Monochelus natalensis

Scientific classification
- Kingdom: Animalia
- Phylum: Arthropoda
- Class: Insecta
- Order: Coleoptera
- Suborder: Polyphaga
- Infraorder: Scarabaeiformia
- Family: Scarabaeidae
- Genus: Monochelus
- Species: M. natalensis
- Binomial name: Monochelus natalensis Péringuey, 1885

= Monochelus natalensis =

- Genus: Monochelus
- Species: natalensis
- Authority: Péringuey, 1885

Species of beetle

Monochelus natalensis is a species of beetle of the family Scarabaeidae. It is found in the Democratic Republic of the Congo and South Africa (KwaZulu-Natal, Transvaal, Cape).

== Description ==
Adults reach a length of about 9-11 mm.

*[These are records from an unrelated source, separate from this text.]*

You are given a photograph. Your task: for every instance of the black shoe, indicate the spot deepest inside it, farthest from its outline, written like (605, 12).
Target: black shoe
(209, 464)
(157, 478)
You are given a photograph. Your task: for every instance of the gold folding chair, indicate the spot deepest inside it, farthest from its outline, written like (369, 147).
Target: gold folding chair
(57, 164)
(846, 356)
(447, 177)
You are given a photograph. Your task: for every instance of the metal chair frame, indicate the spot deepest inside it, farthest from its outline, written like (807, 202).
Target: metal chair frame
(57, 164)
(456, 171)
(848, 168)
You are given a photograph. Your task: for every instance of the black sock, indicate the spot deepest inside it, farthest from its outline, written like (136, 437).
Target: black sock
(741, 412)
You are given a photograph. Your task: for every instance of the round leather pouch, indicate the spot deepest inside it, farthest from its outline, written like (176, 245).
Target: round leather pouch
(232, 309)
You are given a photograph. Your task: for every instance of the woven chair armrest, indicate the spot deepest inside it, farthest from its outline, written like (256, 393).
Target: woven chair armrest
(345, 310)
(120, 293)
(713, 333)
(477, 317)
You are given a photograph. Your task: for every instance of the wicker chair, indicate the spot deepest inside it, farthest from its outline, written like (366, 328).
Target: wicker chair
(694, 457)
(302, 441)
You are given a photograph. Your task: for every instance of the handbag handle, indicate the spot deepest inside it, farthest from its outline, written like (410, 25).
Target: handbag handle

Males are black, with the elytra and legs red and shining. The head and pronotum are clothed with round, contiguous, somewhat orange-yellow scales leaving on each side of the disk a denuded longitudinal band. The scutellum is densely scaly and the elytra have a few scattered scales. The propygidium is densely scaly, and the pygidium is less densely scaly. Females have the same colour and vestiture as the males, and the scales are similar and arranged in the same manner.